La Ville de Braine-le-Comte a décidé ce lundi lors du conseil communal de confier le contrôle de la taxe sur la force motrice et son recensement ainsi que le contrôle de la taxe sur les immeubles inoccupés à l’intercommunale IGRETEC. L’objectif d’une telle décision ? Assurer davantage un bon contrôle de ces taxes, jusqu’ici impossible par manque de personnel au sein de la commune, et à long terme, diminuer la taxe des citoyens et assurer plus d’équité et de justice sociale au sein de la Ville.

Concrètement, la Ville de Braine-le-Comte et son bourgmestre, Maxime Daye, souhaitent que les propriétaires d’immeuble inoccupé soient mieux identifiés afin de ne plus passer à côté de taxe non-perçue. "Le but n’est pas d’extrémiser les contrôles mais de mettre la main sur une série de taxes qui échappent à la Ville comme par exemple lors de chantier mobile. Nous voulons donc travailler avec IGRETEC pour ne plus passer à côté de cela", indique Maxime Daye. "Certains citoyens se plaignent lorsqu’ils reçoivent des taxes mais les lois et règles sont faites pour être respectées. Je préfère donc qu’elles le soient plutôt que certains y échappent par manque de personnel. Cela permettra plus d’équité entre les habitants de la Ville."

A long terme, les intérêts de cette collaboration pourraient se multiplier. En effet, la mise à jour du cadastre et la bonne perception des taxes permettraient de diminuer la taxe des habitants, déjà très élevée. Ce meilleur contrôle permettra peut-être également de mettre à jour des chancres jusqu’ici inconnus et pouvoir alors se pencher sur leur sort.
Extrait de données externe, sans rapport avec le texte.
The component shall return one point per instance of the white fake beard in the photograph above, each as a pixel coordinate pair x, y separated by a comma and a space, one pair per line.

La rue de la Station sera notamment concernée par ce renforcement des contrôles tant de nombreux immeubles sont prétendus occupés alors que ce n’est pas forcément le cas.

Pour le groupe d’opposition Ensemble, cette décision de confier le contrôle des taxes sur la force motrice et sur les immeubles inoccupés ne passe pas. "IGRETEC est payé au nombre de taxes perçues, nous craignons donc un excès de zèle au détriment des habitants", commente Pierre André Damas, chef de file du groupe Ensemble. "Nous souhaitons donc que la Ville prenne ses responsabilités et assure ces contrôles d’elle-même." "L’intercommunale IGRETEC n’a pas accès aux informations de litiges, d’incarcérations, de décès, de travaux, etc ce qui handicapera son rôle de contrôle des taxes", ajoute Yves Guevar, conseiller communal Ensemble.

Le bourgmestre a tenu à les rassurer en indiquant que "la commune reste en soutien de l’intercommunale et se chargera de fournir les informations de décès, incarcération, etc." Il rappelle également que "l’intercommunale n’est pas là pour extrémiser les contrôles mais bien assurer une équité entre les citoyens."